LOS ANGELES – University of Connecticut head women’s basketball coach Geno Auriemma was at the Los Angeles Athletic Club on Friday, April 6 to receive the John R. Wooden Award’s “Legends of Coaching” honor.
Auriemma became only the sixth coach all-time to eclipse the 800-win plateau when he led the Huskies to their fifth-straight BIG EAST Tournament Championship on March 6. In his 27 years in Storrs, Auriemma has led UConn to seven national titles, 13 Final Fours and four undefeated seasons, including 39-0 NCAA title-producing campaigns in 2009 and 2010. His all-time coaching record is 804-129 (.862/27 yrs), tops among active NCAA coaches and No. 2 all-time in win percentage. His all-time record in the NCAA tournament is an astounding 85-17 (.833/24 yrs.).
Since Geno Auriemma arrived at UConn, all players who have exhausted their eligibility have graduated. He will coach the U.S. Olympic team this summer in London.
UConn’s men’s basketball coach Jim Calhoun was the Legends of Coaching winner in 2005; Connecticut is the only school with two recipients. Auriemma has coached the last three of the last four John R. Wooden Award women’s winners, Maya Moore (2009 and 2011) and Tina Charles (2010). Auriemma and Coach Wooden became linked in fans’ minds last year when Coach Wooden’s grandson, Greg Wooden, was on hand as the Huskies broke the Wooden-led UCLA consecutive win streak of 88. Auriemma’s Huskies won 90-straight from 2008-2010.

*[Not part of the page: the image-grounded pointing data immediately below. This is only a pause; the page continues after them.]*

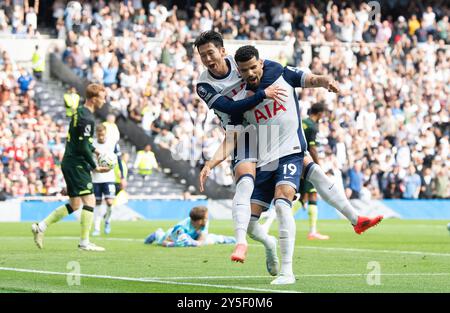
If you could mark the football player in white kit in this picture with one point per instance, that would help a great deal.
(104, 183)
(216, 87)
(279, 160)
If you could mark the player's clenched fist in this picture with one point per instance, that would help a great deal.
(332, 85)
(275, 92)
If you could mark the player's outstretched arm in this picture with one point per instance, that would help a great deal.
(314, 81)
(216, 101)
(297, 78)
(224, 150)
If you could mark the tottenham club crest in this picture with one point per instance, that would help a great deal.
(202, 92)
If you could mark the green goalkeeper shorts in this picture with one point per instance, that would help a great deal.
(78, 178)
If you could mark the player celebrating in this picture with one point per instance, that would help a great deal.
(308, 193)
(76, 166)
(216, 86)
(104, 183)
(283, 160)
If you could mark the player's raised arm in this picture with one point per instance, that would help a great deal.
(215, 100)
(85, 128)
(298, 78)
(314, 81)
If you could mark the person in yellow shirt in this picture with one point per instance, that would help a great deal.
(38, 63)
(413, 24)
(71, 101)
(145, 162)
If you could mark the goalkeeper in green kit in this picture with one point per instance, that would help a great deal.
(77, 164)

Away from the court, Auriemma is involved in numerous regional and state charitable and educational efforts. He implemented a statewide elementary reading initiative called Geno’s Reading Team in 2008 in Connecticut. He has worked tirelessly in the fight against cancer and established “Geno’s Cancer Team” in 2008, while working closely with the V Foundation and the Kay Yow Cancer Fund. Auriemma annually hosts the Fore the Kids Golf Outing to benefit the CT Children’s Hospital, as well as working with his team on community charity events throughout the year.

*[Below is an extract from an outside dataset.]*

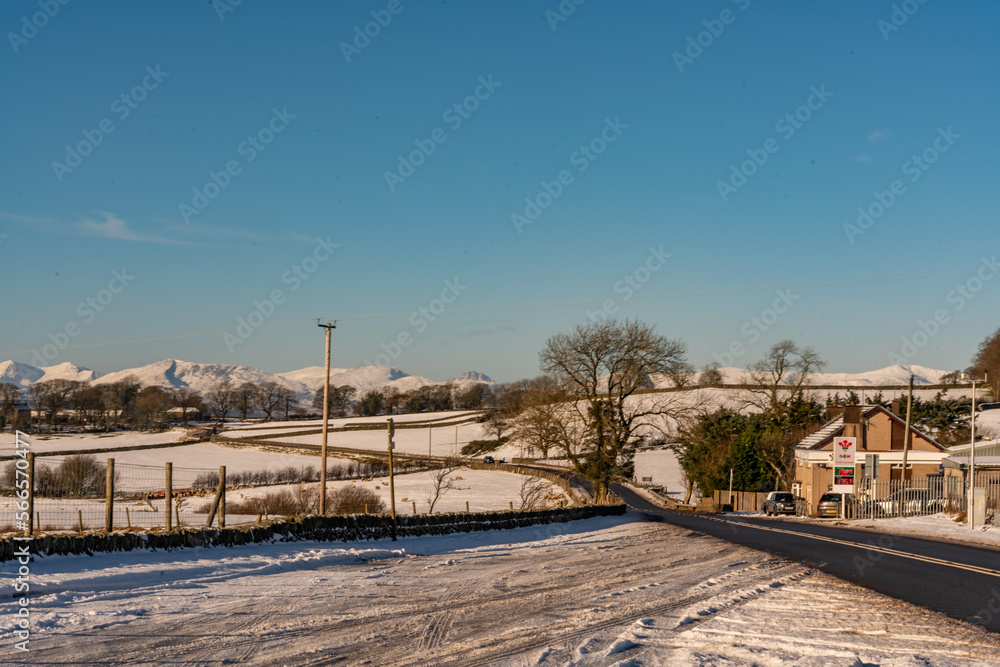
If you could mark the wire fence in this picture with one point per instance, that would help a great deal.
(82, 493)
(875, 499)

The “Legends of Coaching” award was adopted by the Wooden Award Committee in 1999. The first recipient was Dean Smith of North Carolina. The award recognizes coaches who exemplify Coach Wooden’s high standards of coaching success and personal integrity. The honorees are selected based on character, success on the court, graduation rates of student-athletes in their basketball program, coaching philosophy, and identification with the goals of the John R. Wooden Award.

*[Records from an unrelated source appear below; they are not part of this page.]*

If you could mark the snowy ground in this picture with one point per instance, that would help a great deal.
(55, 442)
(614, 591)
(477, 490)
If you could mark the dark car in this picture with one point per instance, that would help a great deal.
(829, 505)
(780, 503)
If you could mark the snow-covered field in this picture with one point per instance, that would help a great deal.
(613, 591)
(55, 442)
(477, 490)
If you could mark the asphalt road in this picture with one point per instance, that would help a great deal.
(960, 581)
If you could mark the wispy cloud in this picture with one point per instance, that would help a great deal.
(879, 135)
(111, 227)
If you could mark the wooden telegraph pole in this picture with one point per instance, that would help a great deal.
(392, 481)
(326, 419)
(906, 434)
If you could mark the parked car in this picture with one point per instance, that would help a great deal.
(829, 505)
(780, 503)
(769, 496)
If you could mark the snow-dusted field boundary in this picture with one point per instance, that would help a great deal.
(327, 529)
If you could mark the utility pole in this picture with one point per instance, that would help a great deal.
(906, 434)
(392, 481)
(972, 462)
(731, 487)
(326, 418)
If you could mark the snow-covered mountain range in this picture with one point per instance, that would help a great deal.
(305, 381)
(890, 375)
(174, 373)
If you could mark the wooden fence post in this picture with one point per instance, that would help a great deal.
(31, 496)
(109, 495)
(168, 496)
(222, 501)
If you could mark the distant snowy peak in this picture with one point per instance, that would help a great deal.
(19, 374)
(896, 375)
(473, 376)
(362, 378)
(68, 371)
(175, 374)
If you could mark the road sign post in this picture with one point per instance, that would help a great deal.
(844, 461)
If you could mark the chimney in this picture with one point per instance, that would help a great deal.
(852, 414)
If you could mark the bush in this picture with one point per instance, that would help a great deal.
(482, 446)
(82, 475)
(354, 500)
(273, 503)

Legends of Coaching Honorees
2012 Geno Auriemma, Connecticut
2011 Tom Izzo, Michigan State
2010 Billy Donovan, Florida
2009 Rick Barnes, Texas
2008 Pat Summitt, Tennessee
2007 Gene Keady, Purdue
2006 Jim Boeheim, Syracuse
2005 Jim Calhoun, Connecticut
2004 Mike Montgomery, Stanford
2003 Roy Williams, Kansas
2002 Denny Crum, Louisville
2001 Lute Olson, Arizona
2000 Mike Krzyzewski, Duke
1999 Dean Smith, North Carolina
About the John R. Wooden Award
Created in 1976, the John R. Wooden Award is the most prestigious individual honor in college basketball. It is bestowed upon the nation’s best basketball player at an NCAA Division I university who has proven to his or her university that he or she is making progress toward graduation and maintaining a minimum cumulative 2.0 GPA. Previous winners include Larry Bird (’79), Michael Jordan (’84), Tim Duncan (’97) and last year’s recipients, two-time winner Maya Moore (’09 and ’11), and BYU’s Jimmer Fredette.
Since its inception, the John R. Wooden Award has contributed nearly one million dollars to universities’ general scholarship fund in the names of the All American recipients and has sent more than 1,000 underprivileged children to week-long college basketball camps. Additionally, the John R. Wooden Award partners with Special Olympics Southern California (SOSC) each year to host the Wooden Award Special Olympics Southern California Basketball Tournament. The day-long tournament brings together Special Olympics athletes and the All American players in attendance. It is hosted at The Los Angeles Athletic Club during the John R. Wooden Award weekend.